2|小括
以上のことを念頭において、1でみた交通モードについて考えてみたい。
まず、自分が住む地域に1の交通モードがあるか、利用しやすいかという点である。全国的な傾向を述べれば、モータリゼーションの影響で、公共交通は地方を中心に衰退してきた。補完的に自治体がコミュニティバスや乗合タクシーを導入してきたが、走行地域は限られており、特に都市部では少ない。スクールバス等への混乗も活用が期待されるが、事例は多くない。2017年度から拡大されてきた貨客混載は、タクシー等がモノを運ぶパターンは広く活用されているが、貨物車両が人を運ぶパターンについては、事業者の参入が低調であり、輸送手段の拡充には寄与していない。自家用有償旅客運送は国が導入を推進しているものの、普及していない。これらを穴埋めするように、無償運送を行っている地域もあるが、継続性の観点から十分ではない。
また、高齢者のうち、要介護認定を受けている高齢者に限ってみれば、訪問介護員らによる自家用有償旅客運送もある。しかし、足腰が悪くなっても介護認定を受けていない高齢者も多い点や、行先が限定されるため、高齢者の自由な外出を保障するものではない点に留意する必要がある。

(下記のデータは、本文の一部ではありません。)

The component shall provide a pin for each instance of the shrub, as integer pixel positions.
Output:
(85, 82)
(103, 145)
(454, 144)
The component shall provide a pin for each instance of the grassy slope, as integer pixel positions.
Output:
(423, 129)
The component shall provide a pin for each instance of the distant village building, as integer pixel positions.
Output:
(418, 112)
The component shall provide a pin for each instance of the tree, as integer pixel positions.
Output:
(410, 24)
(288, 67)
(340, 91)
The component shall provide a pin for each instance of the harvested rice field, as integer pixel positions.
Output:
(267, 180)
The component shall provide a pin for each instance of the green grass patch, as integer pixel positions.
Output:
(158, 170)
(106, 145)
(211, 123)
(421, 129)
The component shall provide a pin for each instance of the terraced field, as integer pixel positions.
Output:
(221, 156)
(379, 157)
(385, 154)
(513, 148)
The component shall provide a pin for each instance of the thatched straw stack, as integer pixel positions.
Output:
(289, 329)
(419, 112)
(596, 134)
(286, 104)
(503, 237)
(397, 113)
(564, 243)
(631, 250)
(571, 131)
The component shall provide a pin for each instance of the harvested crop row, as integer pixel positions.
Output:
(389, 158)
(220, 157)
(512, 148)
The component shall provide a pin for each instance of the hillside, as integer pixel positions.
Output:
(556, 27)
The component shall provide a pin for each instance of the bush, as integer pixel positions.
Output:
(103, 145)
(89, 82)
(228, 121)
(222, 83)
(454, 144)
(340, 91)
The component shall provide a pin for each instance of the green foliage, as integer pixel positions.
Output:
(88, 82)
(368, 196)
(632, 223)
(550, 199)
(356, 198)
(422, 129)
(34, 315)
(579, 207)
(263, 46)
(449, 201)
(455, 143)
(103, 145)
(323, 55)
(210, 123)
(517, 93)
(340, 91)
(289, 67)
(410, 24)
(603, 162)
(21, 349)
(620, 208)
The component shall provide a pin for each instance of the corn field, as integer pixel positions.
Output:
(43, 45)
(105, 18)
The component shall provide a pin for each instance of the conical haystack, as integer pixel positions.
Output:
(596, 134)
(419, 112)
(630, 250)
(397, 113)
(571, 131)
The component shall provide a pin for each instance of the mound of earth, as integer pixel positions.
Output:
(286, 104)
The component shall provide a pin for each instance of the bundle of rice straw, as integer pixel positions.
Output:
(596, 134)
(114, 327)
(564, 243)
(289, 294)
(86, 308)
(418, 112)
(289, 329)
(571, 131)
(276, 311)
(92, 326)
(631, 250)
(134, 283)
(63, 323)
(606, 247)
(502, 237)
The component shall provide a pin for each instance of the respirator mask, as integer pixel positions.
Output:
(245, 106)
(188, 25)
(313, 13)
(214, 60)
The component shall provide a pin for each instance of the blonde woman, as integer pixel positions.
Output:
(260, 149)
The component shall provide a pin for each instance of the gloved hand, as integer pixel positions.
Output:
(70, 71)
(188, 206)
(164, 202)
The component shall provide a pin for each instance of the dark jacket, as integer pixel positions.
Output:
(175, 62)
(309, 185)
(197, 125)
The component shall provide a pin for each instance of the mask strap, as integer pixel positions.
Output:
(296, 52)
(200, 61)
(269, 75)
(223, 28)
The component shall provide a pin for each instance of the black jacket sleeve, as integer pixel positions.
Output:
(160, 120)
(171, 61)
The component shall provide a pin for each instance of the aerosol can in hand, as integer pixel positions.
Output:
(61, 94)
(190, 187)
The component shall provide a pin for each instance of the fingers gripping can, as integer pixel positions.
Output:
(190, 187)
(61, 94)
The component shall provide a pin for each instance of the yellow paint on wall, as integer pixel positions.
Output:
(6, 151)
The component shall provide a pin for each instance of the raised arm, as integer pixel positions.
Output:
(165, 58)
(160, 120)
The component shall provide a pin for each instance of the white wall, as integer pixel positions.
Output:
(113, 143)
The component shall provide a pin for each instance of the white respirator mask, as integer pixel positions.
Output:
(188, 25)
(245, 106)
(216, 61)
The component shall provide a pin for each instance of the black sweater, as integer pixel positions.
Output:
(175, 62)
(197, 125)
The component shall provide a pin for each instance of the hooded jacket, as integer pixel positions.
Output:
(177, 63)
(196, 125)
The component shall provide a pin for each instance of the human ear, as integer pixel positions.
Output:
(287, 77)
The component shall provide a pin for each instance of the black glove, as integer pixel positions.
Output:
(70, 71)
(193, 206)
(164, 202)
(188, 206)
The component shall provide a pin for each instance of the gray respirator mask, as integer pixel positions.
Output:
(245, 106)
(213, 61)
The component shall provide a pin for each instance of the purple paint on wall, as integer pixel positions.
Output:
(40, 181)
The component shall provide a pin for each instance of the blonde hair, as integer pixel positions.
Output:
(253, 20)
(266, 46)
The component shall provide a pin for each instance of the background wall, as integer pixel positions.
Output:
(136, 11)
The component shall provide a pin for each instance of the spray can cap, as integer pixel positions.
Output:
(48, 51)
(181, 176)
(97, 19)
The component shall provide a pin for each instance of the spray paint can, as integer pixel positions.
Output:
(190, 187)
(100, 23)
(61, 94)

次に、1でみた交通モードが自分が住む地域で運行されていたとしても、高齢者にとって利用しやすいか、という点が問題になる。健康な成人には利用できるが高齢者、特に後期後期高齢者にとっては利用しづらい場合があることを、2-1|で説明してきた。例えば、路線バスの停留所が自宅から100m先にある場合、荷物を持って、雨の日は傘を差したまま、バス停まで100m歩き、空いたベンチがなければ立ったままバスを待ち、状況によっては立ったまま乗車する――という一連の動作が加わると、後期高齢者にとっては負担が大きい。
さらに、経済面からの検証も必要である。タクシーは地方部にも多く走っているが、収入は年金だけという高齢者には、日常的に利用するには負担が大きい。身体的、経済的な負担が大きいと、外出を避ける傾向となってしまう。
高齢者の歩行能力を考えると、人が停留所等まで移動して車両を待つ路線バスのような従来型の交通モードではなく、自宅または自宅近くまで送迎するドアツードアの交通モードが有効だと考えられる。その代表例が、デマンド型の乗り合いタクシーである。デマンド型交通はこれまで、過疎地など人口密度が低い地域で多く導入されてきたが、都市部においても、高齢者には路線バス等の利用にも制約があることを考えれば、導入を検討する余地があるのではないだろうか。ただし、既存の交通事業者の経営を圧迫して撤退を早めることがないように、利用者の範囲を、高齢者のうち身体的、経済的に移動に制約がある人に限定するなど、よく検討する必要がある。
また、自家用有償旅客運送の中には、交通空白地以外でも、身体障害者や要介護者等に限って輸送を認める「市町村運営有償運送(福祉)」や「福祉有償運送」がある。これらは福祉の一環として位置づけられてきたため、これまでは身体障害者や要介護者らが利用対象とされてきた。しかし、身体的、経済的な事情から公共交通の利用に制約がある人は、これらの人たちだけではない。今後は、後期高齢者全体を利用対象の射程に入れるなど、制度の幅を拡大していく必要があるのではないだろうか。ただし、自家用有償旅客運送を普及拡大するためには、現在、導入が伸び悩む要因となっている「地域公共交通会議」や「運営協議会」での調整方法を一層簡素化したり、「タクシー運賃の半額程度」を目安としている運賃の在り方について見直したりすることが必要ではないだろうか。
経済面から言えば、割安で利用できる相乗りタクシーや定額タクシー等についても、今後の本格実施を期待したい。また、小回りが利く小型トラックの貨客混載パターンについても、今後、事業化できるスキームを研究していくべきではないだろうか。
さらに、交通モードとは異なる視点だが、仮に目的地まで一定の距離があっても、休憩を挟んだら再び歩き出すことのできる高齢者も多いことから、歩行空間に椅子や休憩所を配置するなど、歩きやすいまちづくりを進める必要もあるだろう。